Appy - Esse é um mecanismo típico de guerra fiscal. Existem estados que promovem a guerra de forma mais transparente e os que fazem de forma menos transparente, como você citou. Em todos os estados existe algum tipo de legislação guarda-chuva que permite conceder incentivos. Em alguns casos, eles são concedidos de forma transparente, com decretos e, em outros, são contratos de gaveta entre o estado e a empresa. O mais comum é o incentivo de natureza financeira, em que o pagamento do ICMS é financiado por um prazo muito longo, por vinte anos e sem juros. Tudo isso acaba gerando processos judiciais imensos e longos, em que os compradores de produtos de outros estados, que têm o crédito do ICMS glosado, tem um enorme custo administrativo, e isso também gera mais custo Brasil.

EXAME - Como surgiu a guerra fiscal?
Appy - Como uma alternativa à não-existência de uma política de desenvolvimento regional mais efetiva. No começo, nos anos 80, ela era praticada por estados mais pobres, mas como ela se generalizou, ela hoje gera absurdos como os incentivos apenas para a mercadoria passear. São os incentivos comerciais, em que um estado, como os do Sul e Sudeste à exceção do Espírito Santo, vendem para os demais estados com uma alíquota de ICMS de 7%. Logo, o produto sai do estado que cobra 7%, vai para um estado que cobra 1% de ICMS, como Nordeste, e a mercadoria volta muitas vezes para o próprio estado de onde saiu, gerando um crédito de 12%. Logo, você tem um ganho de 4% só para a mercadoria passear. Além de ser ilegal e ineficiente, isso sobrecarrega as estradas e queima mais óleo diesel nesses passeios de caminhão. Às vezes é só a nota fiscal que passeia.

EXAME - Em função de todo esse custo, qual será o tempo necessário para que haja um consenso político para a aprovação da reforma tributária?
Appy -
É difícil prever, mas acho que estamos caminhando para uma situação em que as distorções estão se acumulando e elas são cada vez mais disfuncionais.
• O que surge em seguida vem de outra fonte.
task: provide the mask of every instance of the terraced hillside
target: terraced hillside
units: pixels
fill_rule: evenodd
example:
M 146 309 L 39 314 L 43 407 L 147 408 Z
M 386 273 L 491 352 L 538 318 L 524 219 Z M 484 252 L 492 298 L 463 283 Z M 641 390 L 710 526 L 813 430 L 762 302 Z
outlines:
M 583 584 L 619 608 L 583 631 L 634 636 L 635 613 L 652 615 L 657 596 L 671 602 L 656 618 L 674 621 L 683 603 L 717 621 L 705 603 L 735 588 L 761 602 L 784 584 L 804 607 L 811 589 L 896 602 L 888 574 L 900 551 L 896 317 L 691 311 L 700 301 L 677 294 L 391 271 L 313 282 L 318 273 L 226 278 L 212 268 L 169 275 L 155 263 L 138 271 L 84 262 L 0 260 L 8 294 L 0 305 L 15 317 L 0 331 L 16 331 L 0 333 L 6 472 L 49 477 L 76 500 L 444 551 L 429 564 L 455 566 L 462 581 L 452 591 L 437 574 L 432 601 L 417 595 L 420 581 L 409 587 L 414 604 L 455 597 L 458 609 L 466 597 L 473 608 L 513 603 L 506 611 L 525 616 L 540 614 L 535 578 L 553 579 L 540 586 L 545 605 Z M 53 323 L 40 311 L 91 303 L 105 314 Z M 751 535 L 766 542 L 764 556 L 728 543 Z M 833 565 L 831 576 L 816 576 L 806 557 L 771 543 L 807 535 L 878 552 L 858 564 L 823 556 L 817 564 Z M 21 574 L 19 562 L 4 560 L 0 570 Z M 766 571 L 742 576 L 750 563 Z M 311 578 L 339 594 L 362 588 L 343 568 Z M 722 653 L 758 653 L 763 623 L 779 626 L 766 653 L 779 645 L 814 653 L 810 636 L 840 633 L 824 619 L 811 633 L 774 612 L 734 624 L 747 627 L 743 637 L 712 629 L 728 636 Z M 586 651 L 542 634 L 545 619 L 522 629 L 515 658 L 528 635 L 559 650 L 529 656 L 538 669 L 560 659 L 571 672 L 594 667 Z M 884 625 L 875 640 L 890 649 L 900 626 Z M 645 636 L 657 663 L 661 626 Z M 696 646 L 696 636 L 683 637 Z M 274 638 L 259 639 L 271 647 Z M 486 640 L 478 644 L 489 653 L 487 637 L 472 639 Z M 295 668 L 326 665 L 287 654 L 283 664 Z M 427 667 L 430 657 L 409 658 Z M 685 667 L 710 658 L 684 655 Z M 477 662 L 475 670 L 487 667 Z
Em algum momento isso vai ser percebido de uma forma mais incisiva do que tem sido até hoje. Vai ficar claro que a guerra fiscal tem um impacto negativo para o crescimento do país. Hoje os estados que costumam conceder mais benefícios ainda olham para o benefício como um instrumento de desenvolvimento regional.
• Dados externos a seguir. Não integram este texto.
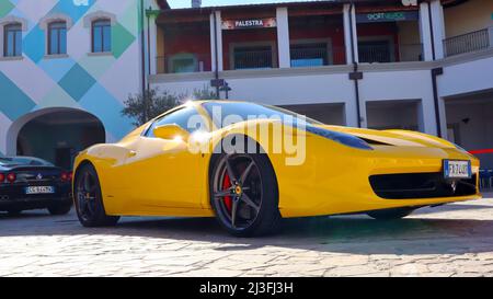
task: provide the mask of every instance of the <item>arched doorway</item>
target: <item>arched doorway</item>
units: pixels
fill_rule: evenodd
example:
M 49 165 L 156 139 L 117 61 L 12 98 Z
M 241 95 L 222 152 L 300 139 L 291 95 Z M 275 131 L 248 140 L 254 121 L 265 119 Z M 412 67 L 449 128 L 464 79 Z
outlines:
M 20 119 L 13 129 L 14 154 L 42 158 L 64 169 L 72 168 L 79 151 L 106 140 L 101 120 L 74 108 L 36 112 Z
EXAME - Na sua opinião, a reforma tributária é "a mãe de todas as reformas". Ou seja, uma vez aprovada, ela poderia facilitar a aprovação de outras reformas, como a da previdência e a trabalhista?
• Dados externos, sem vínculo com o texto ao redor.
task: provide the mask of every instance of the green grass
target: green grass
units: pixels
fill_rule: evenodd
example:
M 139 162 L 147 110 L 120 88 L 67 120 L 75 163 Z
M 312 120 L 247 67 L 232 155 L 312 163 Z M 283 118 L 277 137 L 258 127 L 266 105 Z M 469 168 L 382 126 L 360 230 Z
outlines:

Appy - Acho que cada uma tem seu momento. Cada uma tem um objetivo. A necessidade do aprimoramento institucional está sempre colocada, como a questão da sustentabilidade da previdência em longo prazo e o custo de um sistema obviamente generoso com distorções. Mas eu não diria que uma reforma é mais importante do que a outra. Pode-se pensar numa grande reforma fiscal que abarcaria outras questões, como a previdenciária. O lado bom é que, com isso, se enfrentaria o problema no atacado. Mas isso teria um lado negativo que seria o aumento ainda maior das resistências contra a reforma.